(New York) Un tweet ambigu de LeBron James, visant un policier ayant abattu une adolescente noire, vaut au joueur de basketball une levée de boucliers de la droite conservatrice américaine, qui l’accuse de racisme et d’irresponsabilité.

« À ton tour #Responsabilité », avait écrit mercredi la supervedette des Lakers de Los Angeles sur son compte Twitter en illustration d’une photo du policier qui a abattu mardi Ma’Khia Bryant alors qu’elle s’apprêtait à poignarder une autre femme, à Columbus, dans l’État de l’Ohio.

Le joueur de basketball de 36 ans a supprimé ce message quelques heures plus tard, « car il était utilisé pour générer encore plus de haine », a-t-il expliqué, reconnaissant l’avoir écrit sous le coup de la « colère ». « Cela ne concerne pas un policier », mais « tout le système, et ils utilisent toujours nos propos pour créer encore plus de racisme. »

« Ce que je réclame désespérément, c’est que les gens soient davantage mis face à leurs responsabilités », a conclu LeBron James.

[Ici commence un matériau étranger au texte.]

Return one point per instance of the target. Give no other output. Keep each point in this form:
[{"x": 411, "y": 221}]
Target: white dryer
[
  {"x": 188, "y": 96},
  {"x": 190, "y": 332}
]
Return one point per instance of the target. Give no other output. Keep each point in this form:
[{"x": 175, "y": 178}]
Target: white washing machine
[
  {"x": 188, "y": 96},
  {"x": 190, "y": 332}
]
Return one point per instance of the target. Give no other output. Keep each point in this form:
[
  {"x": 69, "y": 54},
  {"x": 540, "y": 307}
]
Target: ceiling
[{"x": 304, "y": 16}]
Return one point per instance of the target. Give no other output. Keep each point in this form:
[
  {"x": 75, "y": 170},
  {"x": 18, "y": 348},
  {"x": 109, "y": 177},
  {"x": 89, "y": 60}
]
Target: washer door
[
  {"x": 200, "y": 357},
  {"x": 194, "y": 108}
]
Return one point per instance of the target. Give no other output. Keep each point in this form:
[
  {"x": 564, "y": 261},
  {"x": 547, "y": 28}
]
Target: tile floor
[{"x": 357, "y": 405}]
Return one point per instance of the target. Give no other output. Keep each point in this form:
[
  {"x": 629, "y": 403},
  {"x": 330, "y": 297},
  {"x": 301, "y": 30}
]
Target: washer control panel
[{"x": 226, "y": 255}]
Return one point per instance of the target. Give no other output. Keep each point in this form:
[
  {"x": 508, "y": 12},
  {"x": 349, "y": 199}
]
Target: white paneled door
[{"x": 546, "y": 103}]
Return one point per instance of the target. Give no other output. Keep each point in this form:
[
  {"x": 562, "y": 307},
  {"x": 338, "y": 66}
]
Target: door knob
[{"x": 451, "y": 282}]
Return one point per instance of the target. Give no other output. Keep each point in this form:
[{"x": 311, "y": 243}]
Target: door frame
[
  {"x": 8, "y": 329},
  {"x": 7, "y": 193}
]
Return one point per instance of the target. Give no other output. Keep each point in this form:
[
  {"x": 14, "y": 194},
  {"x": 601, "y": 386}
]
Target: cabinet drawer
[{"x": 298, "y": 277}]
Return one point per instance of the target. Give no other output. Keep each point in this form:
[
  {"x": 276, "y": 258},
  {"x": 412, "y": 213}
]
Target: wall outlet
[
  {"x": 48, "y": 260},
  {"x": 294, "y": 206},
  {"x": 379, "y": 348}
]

Cette mise en contexte n’a pas empêché les réseaux sociaux de rugir, alimentés par plusieurs personnalités de la droite conservatrice, en premier lieu Donald Trump, qui a dénoncé « les diatribes racistes » du champion en titre de la NBA. Des propos « sectaires, méchants, insultants et dégradants », selon l’ancien président américain.

« LeBron James a tiré des conclusions hâtives et incité à la violence contre un officier de police », a estimé le sénateur républicain de l’Arkansas, Tom Cotton. « Cela ne pose aucun problème à la NBA ? À Twitter ? »

Après avoir évité publiquement les grands sujets de société au début de sa carrière, LeBron James a commencé à prendre la parole en 2012 après la mort de l’adolescent Trayvon Martin, abattu de sang-froid par un homme blanc en Floride.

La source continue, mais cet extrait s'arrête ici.